Hospital Administration Attempts to Cut Costs and Increase Quality at Expense of Physicians

A nonprofit hospital care system in Oregon with 450 beds has been in an acrimonious negotiation with its staff hospitalists for the past 2 years. The mounting economic pressures on this small, community oriented institution have had the expected consequences of hiring new administrators to implement the latest trends to rein in the budget and effect efficiencies of healthcare delivery-- as if that has been so successful in the rest of the country. The battle has really centered over the physicians losing control of their work time allocation, individual decision-making for diagnostic and treatment plans, as well as bristling at bonuses based on the administration’s definition of quality.

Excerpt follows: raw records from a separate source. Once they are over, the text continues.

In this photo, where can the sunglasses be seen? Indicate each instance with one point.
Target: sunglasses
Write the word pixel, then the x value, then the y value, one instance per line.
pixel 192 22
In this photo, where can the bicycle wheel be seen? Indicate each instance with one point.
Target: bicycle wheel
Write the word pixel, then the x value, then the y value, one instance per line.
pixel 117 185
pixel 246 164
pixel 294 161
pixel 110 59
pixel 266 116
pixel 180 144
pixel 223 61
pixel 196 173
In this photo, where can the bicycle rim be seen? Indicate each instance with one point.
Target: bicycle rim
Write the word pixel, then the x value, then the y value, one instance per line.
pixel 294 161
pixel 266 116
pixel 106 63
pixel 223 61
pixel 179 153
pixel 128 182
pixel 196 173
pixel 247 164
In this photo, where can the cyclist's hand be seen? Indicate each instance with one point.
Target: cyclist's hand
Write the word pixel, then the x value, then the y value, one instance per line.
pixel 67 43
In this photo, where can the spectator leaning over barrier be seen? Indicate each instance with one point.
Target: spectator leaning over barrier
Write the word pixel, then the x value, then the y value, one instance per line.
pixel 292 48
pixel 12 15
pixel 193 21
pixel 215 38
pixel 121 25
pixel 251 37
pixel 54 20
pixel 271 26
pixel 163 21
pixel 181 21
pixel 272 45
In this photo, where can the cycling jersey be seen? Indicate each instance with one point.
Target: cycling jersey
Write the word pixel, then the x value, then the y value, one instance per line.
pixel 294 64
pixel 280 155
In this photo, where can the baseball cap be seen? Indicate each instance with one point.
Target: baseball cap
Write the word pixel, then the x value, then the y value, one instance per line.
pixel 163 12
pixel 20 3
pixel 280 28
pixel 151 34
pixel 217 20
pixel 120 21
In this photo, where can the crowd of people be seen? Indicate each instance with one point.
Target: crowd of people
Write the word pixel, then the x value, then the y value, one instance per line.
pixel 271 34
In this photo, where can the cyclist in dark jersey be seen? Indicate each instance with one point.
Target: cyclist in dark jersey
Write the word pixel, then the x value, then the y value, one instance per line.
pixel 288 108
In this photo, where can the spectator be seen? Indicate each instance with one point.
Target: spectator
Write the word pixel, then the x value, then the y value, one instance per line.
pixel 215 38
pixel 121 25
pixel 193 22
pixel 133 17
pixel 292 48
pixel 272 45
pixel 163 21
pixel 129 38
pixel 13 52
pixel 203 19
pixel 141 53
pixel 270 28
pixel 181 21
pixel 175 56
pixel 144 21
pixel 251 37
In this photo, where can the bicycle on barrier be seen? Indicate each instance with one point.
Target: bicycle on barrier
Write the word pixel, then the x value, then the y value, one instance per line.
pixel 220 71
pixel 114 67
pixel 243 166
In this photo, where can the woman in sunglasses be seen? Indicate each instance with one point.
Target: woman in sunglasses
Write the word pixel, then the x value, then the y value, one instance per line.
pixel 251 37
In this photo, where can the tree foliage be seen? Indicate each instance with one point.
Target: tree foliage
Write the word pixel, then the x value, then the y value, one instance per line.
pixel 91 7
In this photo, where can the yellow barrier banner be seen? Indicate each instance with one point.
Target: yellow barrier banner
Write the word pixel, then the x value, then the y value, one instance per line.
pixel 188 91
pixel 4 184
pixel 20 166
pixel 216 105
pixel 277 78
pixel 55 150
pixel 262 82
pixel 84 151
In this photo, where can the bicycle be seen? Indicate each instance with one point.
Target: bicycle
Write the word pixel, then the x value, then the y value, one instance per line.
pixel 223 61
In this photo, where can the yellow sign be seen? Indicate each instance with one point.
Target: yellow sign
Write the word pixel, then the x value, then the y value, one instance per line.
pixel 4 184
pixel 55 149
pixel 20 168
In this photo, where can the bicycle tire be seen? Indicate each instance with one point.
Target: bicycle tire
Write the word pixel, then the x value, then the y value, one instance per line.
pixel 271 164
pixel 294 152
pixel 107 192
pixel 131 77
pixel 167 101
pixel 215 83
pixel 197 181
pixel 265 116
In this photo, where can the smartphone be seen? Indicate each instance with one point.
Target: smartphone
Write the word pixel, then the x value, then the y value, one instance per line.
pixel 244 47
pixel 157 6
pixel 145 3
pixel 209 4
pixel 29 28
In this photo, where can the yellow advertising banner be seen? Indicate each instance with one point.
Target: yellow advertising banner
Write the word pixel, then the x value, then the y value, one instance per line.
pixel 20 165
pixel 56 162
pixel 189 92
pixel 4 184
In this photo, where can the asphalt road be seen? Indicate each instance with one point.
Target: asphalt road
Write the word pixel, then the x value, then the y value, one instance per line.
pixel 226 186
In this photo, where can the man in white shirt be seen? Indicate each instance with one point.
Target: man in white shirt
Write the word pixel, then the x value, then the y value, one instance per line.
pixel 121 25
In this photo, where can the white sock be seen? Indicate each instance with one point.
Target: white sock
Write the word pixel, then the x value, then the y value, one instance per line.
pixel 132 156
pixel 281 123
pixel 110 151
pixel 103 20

The parry and thrust shows both sides being intransigent as the physicians avoid confronting the economic exigencies facing the survival of the institution and the administrators demanding they have “skin in the game” for reaching cost saving metrics, as though putting your name on the chart and taking professional and legal responsibility for patient outcomes is not skin enough. Now the hospitalists want to unionize, thinking that solidarity will preclude mass firing and may allow leveraging their negotiating power by allying with hospitalists at other institutions.

When I was still clinically active, I never could understand the value added of the rapidly breeding throng of administrative FTE’s that complicated, not expedited, patient care. But in the Oregon case I was taken aback by one stalled issue. These hospitalists work 7 days on then 7 days off. They are base paid $223,000/year for 173 8-12 hour shifts per year. They are balking at an offer of $260,000 for 182 similar shifts per year, as it may infringe upon sick leave and vacation time. There are many practitioners working full time whose hourly rate is far less than that.

The United States is not the only country with a potential union-led labor dispute. Last week, hospital doctors in England began a 24-hour strike that disrupted treatment for thousands of patients in the National Health Service. Although a beloved institution of ole Albion, the health service has had chronic financial strains that have recently been exacerbated by an aging population and the current political mandate for stiff budget cuts. The British Medical Association represents 37,000 of these “registrars” in training (our residents), who are disputing a new contract that would increase base pay, but pare back weekend compensation. The government says more staffing is needed to create true 24/7 coverage. Ninety-eight percent of doctors voted to strike because they said the proposal would create excessive working hours that would negatively impact patient safety.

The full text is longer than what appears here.